XV DOMENICA DEL TEMPO ORDINARIO (ANNO A)
Isaia 55,10-11: La parola efficace come la pioggia e la neve
L’efficacia della Parola di Dio non è automatica; però essa avviene, accade sulla terra, crea l’evento della fede e la risposta umana dell’obbedienza. C’è un’efficacia periodica dell’acqua; bisogna che ci sia a periodi e con misura. Se trapassa la misura diventa alluvione e se non smette più cancella veramente la vita e si avrebbe un mondo diverso senza più gli umani. In questa periodicità c’è una saggezza profonda, che si può anch’essa applicare alla Parola. C’è poi un’efficacia eterna della neve, che fa da sorgente per l’acqua. Applicata alla Parola si può forse pensare alla Scrittura, che è il deposito da dove sempre di nuovo si deve far scaturire la Parola da annunciare, perché plachi la sete delle nostre anime. Bisogna scaldarla, allora diventa buona acqua da bere che non finisce mai.

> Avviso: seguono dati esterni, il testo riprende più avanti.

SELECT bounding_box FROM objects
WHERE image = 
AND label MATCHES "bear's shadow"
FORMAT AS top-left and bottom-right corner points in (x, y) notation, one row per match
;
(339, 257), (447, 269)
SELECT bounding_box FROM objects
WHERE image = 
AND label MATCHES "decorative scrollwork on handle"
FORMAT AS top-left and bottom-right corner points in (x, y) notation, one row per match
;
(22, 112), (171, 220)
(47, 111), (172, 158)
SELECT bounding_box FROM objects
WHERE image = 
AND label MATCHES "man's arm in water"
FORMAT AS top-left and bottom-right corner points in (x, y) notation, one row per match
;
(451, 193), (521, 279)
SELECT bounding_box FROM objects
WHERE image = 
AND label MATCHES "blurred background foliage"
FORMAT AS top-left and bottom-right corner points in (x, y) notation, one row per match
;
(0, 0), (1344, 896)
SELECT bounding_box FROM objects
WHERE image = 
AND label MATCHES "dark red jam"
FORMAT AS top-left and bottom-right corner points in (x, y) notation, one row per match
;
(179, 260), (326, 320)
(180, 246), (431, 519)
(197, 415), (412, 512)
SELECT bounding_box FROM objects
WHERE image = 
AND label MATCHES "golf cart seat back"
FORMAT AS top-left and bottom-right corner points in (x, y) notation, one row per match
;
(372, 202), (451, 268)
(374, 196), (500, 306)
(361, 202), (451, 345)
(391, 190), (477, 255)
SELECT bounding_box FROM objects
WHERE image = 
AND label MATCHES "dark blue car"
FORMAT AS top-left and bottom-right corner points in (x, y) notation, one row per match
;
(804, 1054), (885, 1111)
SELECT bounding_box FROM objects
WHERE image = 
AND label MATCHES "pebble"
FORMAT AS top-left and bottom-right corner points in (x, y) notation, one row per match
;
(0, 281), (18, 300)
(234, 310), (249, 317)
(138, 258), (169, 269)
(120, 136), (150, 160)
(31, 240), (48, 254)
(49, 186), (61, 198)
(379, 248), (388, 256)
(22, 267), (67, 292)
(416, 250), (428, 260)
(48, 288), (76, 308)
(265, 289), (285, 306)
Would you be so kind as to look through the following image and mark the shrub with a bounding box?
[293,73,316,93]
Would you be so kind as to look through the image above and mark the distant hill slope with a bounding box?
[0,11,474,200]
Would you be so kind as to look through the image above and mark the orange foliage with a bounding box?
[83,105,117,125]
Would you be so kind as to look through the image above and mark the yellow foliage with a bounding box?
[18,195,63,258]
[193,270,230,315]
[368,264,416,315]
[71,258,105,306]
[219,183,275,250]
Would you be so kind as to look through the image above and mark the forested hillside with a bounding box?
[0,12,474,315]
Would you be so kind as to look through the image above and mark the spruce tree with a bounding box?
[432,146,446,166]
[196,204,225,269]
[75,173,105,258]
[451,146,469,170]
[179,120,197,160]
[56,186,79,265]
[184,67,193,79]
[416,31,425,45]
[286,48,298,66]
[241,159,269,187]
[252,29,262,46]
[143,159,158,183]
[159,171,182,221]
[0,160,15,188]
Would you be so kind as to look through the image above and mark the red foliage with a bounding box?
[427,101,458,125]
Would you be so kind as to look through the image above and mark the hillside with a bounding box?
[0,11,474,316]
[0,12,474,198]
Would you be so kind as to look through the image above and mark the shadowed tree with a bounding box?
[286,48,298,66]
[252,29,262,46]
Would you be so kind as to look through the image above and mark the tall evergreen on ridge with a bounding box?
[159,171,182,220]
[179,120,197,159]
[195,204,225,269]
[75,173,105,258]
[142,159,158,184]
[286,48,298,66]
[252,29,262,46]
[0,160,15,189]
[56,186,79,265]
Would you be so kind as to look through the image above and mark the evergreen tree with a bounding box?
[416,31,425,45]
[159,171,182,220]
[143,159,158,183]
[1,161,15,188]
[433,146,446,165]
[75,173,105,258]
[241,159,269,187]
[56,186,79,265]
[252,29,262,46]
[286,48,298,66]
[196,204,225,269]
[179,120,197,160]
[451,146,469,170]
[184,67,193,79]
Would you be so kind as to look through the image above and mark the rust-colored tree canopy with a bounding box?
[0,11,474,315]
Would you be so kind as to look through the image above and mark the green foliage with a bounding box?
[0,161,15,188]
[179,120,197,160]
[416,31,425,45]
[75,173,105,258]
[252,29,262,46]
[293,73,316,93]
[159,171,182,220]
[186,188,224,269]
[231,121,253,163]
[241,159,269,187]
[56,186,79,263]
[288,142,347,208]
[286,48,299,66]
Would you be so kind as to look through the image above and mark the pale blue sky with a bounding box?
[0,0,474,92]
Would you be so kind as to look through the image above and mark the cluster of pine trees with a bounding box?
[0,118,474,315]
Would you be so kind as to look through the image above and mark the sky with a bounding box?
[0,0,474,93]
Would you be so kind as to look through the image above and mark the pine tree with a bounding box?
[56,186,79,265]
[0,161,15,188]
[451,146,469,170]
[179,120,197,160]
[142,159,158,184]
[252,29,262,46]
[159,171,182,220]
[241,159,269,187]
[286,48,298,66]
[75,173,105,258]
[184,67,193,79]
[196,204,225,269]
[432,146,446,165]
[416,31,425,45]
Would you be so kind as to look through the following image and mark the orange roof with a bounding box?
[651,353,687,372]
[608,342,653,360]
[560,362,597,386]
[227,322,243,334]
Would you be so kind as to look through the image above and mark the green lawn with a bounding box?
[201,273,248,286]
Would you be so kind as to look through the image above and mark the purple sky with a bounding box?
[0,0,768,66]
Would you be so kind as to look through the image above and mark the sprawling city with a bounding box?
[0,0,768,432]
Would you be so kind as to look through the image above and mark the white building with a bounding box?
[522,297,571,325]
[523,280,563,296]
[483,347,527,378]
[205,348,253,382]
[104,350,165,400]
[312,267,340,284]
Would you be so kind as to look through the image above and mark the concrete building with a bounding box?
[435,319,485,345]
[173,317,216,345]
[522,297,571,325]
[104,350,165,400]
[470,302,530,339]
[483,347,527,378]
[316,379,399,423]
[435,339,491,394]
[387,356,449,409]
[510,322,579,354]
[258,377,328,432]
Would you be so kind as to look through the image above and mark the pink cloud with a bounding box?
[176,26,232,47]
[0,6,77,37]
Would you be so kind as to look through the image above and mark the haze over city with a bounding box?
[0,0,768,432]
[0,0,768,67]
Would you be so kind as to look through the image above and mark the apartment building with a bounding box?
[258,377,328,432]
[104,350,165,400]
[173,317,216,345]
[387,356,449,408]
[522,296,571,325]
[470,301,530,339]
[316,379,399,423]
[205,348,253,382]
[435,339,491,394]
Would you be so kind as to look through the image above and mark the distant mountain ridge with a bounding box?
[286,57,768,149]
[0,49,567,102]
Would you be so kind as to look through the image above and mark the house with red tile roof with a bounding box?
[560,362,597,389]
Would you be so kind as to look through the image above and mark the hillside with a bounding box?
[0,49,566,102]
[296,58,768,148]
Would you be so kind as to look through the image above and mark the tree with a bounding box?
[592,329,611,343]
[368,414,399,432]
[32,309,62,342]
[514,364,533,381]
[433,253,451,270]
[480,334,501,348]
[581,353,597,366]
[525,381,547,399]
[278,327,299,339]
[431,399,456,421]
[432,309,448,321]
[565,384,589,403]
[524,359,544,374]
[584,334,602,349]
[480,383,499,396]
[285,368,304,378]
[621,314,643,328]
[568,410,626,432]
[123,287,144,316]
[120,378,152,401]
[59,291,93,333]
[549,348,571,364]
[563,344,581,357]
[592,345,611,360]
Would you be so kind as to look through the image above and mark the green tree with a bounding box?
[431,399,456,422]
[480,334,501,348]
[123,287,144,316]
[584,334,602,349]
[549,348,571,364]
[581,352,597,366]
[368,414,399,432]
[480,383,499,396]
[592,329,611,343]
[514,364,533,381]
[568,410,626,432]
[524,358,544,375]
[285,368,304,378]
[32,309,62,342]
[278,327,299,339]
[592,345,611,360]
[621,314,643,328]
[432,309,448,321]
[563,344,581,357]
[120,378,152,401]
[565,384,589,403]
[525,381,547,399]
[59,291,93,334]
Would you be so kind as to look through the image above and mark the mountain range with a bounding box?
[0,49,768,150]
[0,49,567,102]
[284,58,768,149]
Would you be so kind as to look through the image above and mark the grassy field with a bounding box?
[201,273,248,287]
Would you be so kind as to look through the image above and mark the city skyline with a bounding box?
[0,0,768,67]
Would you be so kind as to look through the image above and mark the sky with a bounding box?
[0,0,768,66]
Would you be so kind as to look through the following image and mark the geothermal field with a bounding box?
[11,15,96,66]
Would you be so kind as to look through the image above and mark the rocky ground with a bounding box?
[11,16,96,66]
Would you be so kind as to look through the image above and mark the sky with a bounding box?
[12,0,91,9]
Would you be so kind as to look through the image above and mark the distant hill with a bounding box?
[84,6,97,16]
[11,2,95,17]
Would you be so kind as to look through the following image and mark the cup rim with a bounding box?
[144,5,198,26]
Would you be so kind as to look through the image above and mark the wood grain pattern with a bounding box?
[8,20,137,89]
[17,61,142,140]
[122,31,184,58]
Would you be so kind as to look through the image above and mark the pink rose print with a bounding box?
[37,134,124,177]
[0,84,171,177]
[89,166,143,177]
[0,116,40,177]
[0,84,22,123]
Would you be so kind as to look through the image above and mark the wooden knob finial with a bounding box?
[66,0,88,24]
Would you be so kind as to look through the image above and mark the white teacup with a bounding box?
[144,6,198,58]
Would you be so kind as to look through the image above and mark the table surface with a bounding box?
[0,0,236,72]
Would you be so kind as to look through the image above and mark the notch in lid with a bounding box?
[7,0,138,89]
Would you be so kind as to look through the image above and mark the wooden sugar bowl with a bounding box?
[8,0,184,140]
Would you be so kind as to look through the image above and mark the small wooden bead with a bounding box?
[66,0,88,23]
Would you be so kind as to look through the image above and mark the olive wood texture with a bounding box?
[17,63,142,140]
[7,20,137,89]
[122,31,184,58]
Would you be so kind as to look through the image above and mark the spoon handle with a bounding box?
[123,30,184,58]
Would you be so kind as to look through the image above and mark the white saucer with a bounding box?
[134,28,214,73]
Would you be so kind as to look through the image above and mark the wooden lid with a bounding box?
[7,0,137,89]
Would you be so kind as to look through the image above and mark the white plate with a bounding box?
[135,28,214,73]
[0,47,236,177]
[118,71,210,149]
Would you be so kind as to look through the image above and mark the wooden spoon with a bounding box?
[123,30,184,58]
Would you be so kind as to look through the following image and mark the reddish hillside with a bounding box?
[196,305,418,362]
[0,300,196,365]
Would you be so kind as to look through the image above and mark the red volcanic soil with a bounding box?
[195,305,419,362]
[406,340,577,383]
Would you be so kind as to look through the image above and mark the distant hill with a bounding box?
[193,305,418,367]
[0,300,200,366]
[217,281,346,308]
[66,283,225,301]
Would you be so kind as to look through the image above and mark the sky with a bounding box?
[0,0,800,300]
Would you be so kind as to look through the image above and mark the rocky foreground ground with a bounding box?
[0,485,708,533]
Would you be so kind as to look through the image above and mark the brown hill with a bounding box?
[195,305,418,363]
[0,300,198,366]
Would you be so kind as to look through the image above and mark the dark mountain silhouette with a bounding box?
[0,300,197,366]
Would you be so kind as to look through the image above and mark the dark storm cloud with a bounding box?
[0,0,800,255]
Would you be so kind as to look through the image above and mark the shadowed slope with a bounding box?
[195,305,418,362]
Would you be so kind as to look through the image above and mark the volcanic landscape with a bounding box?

Romani 8,18-23: Gemiamo interiormente
Lo Spirito non è parola. È il soffio di Dio. Se il gemito dello Spirito è intraducibile nella nostra lingua di uomini, è perché egli riprende la preghiera del “Primogenito”. Quando Dio esplora il nostro cuore, è questa preghiera che desidera trovare, sotto forma di gemito, di grido o di mormorio, perché questa preghiera soffiata dallo Spirito Santo viene sempre prima del disegno di Dio. Siamo conformi all’immagine del Figlio quando lasciamo lo Spirito riprendere in noi la sua preghiera. Questo non a livello emozionale, ma a livello della fede viva, al livello della consacrazione di tutto il nostro essere, a livello quotidiano della fedeltà e dell’amore. Ovunque geme lo Spirito, Dio sente il grido di un figlio o di una figlia, e sveglia in noi la certezza di essere amati, scelti, consacrati, inviati.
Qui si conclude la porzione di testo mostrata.